(Author's note: This blogpost is a draft, a work in progress. I wanted to write down my thoughts about Anonymous Woman before the experience, emotions and impressions fade into oblivion. By posting this draft, I am signaling my intention to memorialize her.)
I had seen her once or twice before, sitting on a green canvas folding chair, the kind with armrests with scooped out pockets for beverage holders. Once in summer I saw her under a skimpy tree seeking shade from the scathing sun. She was a passing blur in my peripheral vision, old and obese, and black as a prune. Her ashy gray calves as big-around as tree trunks left a dent in my memory.

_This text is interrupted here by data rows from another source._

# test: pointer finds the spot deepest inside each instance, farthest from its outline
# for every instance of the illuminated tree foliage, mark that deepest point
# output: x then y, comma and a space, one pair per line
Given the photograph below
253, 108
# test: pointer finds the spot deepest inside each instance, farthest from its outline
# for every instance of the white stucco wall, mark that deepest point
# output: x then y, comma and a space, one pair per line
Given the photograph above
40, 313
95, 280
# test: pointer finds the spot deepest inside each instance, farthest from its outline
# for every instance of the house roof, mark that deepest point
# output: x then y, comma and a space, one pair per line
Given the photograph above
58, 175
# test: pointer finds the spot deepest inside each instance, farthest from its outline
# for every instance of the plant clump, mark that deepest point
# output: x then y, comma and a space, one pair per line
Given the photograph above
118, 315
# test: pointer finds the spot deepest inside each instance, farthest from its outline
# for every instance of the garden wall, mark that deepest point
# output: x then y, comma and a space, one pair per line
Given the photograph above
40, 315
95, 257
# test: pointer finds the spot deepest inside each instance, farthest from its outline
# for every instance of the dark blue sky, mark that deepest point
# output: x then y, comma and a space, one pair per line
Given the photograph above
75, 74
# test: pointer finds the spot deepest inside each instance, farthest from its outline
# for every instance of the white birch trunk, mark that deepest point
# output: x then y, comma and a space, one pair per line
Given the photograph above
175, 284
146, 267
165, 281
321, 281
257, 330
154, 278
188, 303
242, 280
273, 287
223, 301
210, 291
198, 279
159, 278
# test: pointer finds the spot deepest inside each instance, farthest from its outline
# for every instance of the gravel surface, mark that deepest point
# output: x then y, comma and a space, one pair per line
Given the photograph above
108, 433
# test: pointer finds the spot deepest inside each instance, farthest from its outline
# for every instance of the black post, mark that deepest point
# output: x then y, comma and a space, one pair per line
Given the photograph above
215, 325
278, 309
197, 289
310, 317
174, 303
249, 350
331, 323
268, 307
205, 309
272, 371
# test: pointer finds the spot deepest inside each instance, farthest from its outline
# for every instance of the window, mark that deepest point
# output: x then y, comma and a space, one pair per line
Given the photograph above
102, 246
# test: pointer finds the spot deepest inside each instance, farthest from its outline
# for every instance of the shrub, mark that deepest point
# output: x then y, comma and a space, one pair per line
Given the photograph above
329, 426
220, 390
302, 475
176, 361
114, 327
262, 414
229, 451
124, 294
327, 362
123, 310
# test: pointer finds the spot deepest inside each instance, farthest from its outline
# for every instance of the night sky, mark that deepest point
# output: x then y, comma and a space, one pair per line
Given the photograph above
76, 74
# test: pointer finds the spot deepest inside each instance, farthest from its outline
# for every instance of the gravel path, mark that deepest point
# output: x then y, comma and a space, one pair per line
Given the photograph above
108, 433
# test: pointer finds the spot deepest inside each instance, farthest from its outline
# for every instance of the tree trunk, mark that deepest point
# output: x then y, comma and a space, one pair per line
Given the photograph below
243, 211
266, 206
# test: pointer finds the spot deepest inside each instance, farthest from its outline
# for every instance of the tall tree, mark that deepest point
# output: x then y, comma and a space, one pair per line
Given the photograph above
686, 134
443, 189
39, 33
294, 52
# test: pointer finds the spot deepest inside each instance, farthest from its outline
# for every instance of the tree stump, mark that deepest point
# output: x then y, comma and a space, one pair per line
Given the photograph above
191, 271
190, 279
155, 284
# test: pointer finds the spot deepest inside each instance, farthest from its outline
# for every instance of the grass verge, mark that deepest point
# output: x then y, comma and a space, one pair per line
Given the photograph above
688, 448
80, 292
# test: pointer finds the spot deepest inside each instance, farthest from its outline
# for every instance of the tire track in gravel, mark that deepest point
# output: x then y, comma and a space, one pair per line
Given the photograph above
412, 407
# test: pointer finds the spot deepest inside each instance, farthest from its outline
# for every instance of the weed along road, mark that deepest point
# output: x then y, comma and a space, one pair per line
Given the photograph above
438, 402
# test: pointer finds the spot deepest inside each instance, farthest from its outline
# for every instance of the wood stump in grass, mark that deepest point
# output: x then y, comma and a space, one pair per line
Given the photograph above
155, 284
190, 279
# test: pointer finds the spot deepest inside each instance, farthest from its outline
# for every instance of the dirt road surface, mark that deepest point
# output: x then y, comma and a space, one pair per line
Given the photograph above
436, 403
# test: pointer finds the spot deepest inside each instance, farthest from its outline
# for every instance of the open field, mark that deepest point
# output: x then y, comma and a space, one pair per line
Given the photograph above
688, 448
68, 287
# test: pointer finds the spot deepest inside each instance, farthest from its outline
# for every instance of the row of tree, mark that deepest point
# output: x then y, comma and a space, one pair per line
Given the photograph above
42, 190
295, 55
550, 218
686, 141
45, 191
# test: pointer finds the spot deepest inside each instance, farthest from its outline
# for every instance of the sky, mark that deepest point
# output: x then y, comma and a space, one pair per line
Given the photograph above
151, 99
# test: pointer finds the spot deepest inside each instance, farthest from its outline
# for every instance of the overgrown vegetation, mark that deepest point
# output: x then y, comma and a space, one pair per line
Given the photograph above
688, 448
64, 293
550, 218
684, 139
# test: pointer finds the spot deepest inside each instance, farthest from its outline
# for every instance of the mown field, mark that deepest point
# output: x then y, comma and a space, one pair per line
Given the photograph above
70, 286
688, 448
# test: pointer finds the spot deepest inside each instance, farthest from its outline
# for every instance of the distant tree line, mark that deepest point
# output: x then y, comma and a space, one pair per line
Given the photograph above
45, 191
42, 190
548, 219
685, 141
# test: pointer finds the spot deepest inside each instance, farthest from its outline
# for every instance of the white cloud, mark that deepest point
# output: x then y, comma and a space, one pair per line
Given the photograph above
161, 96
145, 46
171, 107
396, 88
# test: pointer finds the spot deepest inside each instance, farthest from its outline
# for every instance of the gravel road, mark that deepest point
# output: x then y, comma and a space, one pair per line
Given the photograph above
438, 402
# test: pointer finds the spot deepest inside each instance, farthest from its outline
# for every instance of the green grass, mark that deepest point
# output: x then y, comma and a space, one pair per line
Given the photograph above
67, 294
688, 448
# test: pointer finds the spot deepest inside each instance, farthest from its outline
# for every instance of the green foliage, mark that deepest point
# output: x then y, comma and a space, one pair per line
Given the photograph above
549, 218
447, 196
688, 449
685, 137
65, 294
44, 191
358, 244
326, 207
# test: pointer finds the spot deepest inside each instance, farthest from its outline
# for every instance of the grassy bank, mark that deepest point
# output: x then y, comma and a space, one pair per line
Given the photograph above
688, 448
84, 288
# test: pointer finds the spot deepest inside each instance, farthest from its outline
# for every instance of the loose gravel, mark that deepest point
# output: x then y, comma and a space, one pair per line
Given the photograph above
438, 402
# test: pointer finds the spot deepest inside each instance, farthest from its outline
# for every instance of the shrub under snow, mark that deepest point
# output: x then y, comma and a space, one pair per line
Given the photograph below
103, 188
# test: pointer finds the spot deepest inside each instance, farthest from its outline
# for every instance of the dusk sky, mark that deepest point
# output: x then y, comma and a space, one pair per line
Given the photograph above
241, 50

She is anonymous to the world, a homeless woman, living on the sidewalk under a tree or the eave of an abandoned building. Cars drive past her without slowing down, the same way I drove past her once in the summer and again in the fall.
On Christmas Day I saw her right smack in front of me as I turned on Tennessee Street towards the 80 freeway. It was a beautiful winter day in the bay area, sunny and bright, beautiful but bone-chillingly cold. She sat in the sidewalk on her folding chair like a lump of overstuffed trash, covered by a dirty gray fleece blanket from head to toe, except for slits for her eyes.
My heart broke.
No, I thought. Not on Christmas Day. Not on a day when families were cozy and comfortable in their homes, opening presents, feasting heartily, heavily, indulgingly. But now I was running late for lunch and a movie date with my closest friends. I headed out to Oakland with a humbling sense of gratitude. There but for the grace of God go I. I told myself I would come back that night and get her, feed her.